To maximize views with a minimum site disruption, Ravenhill House was conceived as two perpendicular volumes terraced over the hilltop. On the upper end of the slope, the house anchors itself onto the bedrock and projects itself towards the vast Kentucky landscape. On the lowest end of the slope (due south), a cantilevered deck acting as an extension of the living area makes the ideal space on which to sit and become part of nature.
Once a bustling shipping corridor in the 1800’s, Ravenhill Residence rests on a hill deep in Central Kentucky. Delivering sweeping views across unbroken rolling farmland, this 3,400 square foot family home delivers a distinct separation between public and private areas.

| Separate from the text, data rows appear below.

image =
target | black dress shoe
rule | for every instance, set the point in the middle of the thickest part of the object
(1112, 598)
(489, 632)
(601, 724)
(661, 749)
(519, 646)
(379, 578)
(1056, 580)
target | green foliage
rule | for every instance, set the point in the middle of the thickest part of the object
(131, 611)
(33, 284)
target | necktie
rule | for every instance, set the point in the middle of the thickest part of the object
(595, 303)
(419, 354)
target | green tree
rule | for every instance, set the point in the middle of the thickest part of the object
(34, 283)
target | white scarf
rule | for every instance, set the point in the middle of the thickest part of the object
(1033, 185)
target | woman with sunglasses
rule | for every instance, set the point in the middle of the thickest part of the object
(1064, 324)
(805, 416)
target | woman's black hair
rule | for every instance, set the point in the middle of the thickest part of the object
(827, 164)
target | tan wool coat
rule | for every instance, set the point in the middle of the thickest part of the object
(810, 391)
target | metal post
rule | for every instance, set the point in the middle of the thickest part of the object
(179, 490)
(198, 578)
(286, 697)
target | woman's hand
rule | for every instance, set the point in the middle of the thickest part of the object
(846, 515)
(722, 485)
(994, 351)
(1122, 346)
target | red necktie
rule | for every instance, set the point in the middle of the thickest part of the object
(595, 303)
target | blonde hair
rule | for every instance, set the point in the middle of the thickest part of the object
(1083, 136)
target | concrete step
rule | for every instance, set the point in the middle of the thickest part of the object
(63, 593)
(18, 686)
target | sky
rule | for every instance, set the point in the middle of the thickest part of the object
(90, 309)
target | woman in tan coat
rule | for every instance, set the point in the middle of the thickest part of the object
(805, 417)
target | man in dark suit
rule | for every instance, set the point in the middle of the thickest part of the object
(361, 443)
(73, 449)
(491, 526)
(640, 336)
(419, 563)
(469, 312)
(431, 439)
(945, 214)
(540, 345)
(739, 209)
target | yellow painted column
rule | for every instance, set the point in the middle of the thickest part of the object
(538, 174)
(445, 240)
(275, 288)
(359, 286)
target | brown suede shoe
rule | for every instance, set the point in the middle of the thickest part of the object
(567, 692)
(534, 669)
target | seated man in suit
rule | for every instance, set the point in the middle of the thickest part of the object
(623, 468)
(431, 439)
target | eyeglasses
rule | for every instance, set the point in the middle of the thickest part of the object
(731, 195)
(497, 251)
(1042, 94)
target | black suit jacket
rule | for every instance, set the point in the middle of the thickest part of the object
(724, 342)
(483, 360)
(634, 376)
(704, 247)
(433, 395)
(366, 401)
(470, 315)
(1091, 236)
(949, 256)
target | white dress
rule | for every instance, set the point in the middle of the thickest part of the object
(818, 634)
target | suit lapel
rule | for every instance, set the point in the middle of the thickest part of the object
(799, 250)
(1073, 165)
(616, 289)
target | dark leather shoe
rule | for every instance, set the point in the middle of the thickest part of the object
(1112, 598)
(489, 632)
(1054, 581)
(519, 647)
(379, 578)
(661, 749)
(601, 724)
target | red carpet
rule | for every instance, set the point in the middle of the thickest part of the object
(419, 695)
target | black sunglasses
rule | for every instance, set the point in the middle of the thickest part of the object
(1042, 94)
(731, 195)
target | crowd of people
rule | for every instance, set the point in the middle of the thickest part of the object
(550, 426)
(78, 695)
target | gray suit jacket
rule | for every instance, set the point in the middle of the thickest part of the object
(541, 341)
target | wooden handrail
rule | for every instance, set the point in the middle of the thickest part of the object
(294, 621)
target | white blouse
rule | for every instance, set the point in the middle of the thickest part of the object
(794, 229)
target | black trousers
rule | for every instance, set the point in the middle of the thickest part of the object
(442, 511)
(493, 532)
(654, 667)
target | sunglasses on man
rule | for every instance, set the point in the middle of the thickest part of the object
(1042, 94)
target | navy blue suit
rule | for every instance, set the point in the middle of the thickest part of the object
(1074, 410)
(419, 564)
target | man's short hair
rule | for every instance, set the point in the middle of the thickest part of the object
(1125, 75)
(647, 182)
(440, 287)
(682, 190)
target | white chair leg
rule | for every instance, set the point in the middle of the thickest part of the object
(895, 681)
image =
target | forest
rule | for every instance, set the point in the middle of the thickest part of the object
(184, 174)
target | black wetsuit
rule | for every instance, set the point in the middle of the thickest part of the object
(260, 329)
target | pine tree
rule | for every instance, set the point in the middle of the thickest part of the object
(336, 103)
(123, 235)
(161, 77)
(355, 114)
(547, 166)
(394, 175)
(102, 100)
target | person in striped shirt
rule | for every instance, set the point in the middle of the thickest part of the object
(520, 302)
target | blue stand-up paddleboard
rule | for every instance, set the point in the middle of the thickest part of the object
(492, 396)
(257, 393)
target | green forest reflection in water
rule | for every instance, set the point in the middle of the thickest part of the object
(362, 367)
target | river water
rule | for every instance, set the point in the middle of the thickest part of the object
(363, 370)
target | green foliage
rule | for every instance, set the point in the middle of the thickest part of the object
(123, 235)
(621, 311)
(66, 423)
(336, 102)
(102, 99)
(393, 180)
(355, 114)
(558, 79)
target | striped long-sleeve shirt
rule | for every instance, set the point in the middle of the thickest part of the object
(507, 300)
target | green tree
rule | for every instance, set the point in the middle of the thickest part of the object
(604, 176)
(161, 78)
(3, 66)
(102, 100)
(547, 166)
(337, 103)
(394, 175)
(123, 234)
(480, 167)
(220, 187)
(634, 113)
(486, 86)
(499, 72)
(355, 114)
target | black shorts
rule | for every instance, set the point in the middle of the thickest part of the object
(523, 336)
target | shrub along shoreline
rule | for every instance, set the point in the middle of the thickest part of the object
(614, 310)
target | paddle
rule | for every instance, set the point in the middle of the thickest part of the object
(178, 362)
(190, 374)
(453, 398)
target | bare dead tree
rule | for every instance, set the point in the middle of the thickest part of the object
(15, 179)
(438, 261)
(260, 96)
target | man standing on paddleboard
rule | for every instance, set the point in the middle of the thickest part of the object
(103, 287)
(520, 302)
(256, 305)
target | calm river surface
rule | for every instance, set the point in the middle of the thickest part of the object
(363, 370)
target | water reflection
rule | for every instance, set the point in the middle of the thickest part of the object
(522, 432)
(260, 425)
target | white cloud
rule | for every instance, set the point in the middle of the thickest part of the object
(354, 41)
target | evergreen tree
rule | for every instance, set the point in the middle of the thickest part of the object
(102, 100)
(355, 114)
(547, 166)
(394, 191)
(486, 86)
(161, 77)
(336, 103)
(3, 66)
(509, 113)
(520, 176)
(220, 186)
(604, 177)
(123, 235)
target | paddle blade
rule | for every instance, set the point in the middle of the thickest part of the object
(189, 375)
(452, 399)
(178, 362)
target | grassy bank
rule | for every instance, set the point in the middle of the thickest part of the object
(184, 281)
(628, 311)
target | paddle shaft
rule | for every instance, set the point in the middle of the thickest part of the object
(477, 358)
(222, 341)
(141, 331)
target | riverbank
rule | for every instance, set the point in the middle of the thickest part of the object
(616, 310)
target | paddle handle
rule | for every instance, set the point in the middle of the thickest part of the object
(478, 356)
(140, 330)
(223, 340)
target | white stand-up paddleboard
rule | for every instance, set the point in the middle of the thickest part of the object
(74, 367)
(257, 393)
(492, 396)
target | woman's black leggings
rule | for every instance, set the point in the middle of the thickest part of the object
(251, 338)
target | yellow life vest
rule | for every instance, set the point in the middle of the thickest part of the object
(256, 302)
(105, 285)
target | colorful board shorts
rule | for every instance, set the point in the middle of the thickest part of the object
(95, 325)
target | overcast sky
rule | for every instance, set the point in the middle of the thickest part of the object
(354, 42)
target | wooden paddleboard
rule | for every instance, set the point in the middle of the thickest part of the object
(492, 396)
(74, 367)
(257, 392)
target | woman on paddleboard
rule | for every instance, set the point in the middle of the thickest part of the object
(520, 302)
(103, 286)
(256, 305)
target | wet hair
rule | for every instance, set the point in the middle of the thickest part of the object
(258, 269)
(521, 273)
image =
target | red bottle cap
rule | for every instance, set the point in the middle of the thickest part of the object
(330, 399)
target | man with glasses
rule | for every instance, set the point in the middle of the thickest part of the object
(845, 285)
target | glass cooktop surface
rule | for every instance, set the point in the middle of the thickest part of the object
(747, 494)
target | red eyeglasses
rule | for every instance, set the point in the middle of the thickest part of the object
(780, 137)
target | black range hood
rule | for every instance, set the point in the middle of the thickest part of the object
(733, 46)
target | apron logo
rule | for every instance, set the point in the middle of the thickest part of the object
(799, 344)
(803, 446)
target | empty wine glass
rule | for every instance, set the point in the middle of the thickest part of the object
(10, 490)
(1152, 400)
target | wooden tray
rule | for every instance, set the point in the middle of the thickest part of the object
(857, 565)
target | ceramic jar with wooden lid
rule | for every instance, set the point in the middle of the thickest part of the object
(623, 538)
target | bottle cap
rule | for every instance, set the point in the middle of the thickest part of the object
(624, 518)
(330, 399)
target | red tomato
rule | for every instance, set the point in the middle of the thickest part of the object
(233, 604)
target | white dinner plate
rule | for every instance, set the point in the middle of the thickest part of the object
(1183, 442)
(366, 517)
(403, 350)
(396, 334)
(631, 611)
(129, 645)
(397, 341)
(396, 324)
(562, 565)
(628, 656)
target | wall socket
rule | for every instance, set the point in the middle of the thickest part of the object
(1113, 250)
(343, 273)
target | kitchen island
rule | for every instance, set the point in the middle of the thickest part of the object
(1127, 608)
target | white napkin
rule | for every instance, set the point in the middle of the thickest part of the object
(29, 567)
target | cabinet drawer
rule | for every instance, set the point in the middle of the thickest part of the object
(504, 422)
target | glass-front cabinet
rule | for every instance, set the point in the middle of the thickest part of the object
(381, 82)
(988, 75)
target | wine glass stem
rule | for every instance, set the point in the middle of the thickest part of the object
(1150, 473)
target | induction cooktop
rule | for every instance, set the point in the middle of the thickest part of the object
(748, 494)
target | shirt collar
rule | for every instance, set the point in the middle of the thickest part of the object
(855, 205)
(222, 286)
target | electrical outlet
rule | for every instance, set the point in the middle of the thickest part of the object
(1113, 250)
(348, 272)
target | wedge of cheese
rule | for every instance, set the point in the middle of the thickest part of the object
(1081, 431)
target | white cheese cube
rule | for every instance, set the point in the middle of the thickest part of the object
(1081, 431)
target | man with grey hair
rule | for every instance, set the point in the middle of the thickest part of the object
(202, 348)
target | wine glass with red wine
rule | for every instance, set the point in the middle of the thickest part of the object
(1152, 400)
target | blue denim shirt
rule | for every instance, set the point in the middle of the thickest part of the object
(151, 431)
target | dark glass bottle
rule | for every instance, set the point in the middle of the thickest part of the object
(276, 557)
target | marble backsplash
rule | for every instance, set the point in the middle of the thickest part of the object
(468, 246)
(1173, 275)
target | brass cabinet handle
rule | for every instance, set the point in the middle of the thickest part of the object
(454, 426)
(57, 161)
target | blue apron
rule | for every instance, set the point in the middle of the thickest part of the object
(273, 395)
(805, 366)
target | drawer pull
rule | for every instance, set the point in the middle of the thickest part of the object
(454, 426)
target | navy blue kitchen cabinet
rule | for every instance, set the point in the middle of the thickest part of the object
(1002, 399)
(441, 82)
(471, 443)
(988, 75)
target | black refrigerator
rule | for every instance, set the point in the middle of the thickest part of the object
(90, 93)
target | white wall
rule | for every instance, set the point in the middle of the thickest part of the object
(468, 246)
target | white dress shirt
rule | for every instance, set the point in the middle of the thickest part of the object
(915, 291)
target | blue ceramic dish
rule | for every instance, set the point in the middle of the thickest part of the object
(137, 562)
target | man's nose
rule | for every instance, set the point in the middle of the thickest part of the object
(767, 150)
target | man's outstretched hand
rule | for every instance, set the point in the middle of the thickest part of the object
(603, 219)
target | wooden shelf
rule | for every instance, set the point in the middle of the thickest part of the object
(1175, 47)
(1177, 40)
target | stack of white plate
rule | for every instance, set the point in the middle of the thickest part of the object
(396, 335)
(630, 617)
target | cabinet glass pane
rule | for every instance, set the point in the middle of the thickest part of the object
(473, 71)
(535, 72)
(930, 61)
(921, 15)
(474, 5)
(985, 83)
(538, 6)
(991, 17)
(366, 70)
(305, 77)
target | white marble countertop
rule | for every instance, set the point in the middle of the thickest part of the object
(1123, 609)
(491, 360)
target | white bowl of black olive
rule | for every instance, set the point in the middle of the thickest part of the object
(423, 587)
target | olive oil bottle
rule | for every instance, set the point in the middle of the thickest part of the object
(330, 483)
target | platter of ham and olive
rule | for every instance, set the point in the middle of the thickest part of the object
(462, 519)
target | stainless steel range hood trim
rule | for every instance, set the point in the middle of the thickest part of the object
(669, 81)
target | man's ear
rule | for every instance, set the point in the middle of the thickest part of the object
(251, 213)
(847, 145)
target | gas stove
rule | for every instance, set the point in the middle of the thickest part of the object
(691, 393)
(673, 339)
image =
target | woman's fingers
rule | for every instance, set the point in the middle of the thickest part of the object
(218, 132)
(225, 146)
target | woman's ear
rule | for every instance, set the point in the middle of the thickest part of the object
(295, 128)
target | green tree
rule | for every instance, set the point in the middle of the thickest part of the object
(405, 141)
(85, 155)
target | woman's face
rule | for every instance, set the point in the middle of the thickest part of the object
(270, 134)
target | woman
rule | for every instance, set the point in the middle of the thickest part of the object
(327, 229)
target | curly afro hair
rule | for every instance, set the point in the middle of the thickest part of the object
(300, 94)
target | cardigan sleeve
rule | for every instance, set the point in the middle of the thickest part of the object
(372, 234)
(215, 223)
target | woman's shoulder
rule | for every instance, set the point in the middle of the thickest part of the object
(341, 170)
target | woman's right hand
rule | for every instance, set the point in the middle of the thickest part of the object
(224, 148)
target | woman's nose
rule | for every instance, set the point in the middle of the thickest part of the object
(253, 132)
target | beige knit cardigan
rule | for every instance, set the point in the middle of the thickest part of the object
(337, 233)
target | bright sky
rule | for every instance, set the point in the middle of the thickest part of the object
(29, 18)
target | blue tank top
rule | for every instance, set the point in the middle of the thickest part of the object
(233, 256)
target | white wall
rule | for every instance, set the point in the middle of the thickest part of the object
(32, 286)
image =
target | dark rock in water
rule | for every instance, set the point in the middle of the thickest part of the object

A large deck expands the open living spaces into the scenic views. Terracing the more private living quarters above also avoided the need for more extensive and costly excavation or grading. A rural Brutalist sculpture, against a backdrop of fertile hills. Exposed concrete materials and simple forms subconsciously reflect an industrial heritage despite the rural pace of a pastoral lifestyle. Concrete slabs and walls were selected as both a design aesthetic and for the benefits of using a rigid insulation concrete formwork to achieve a high standard for energy efficiency. Thoughtful site orientation, along with concrete overhangs on southern elevations, further ensure optimal comfort. Ravenhill Residence is a shining example of environmental sensitivity and energy efficiency, in the form of a rural take on Brutalism.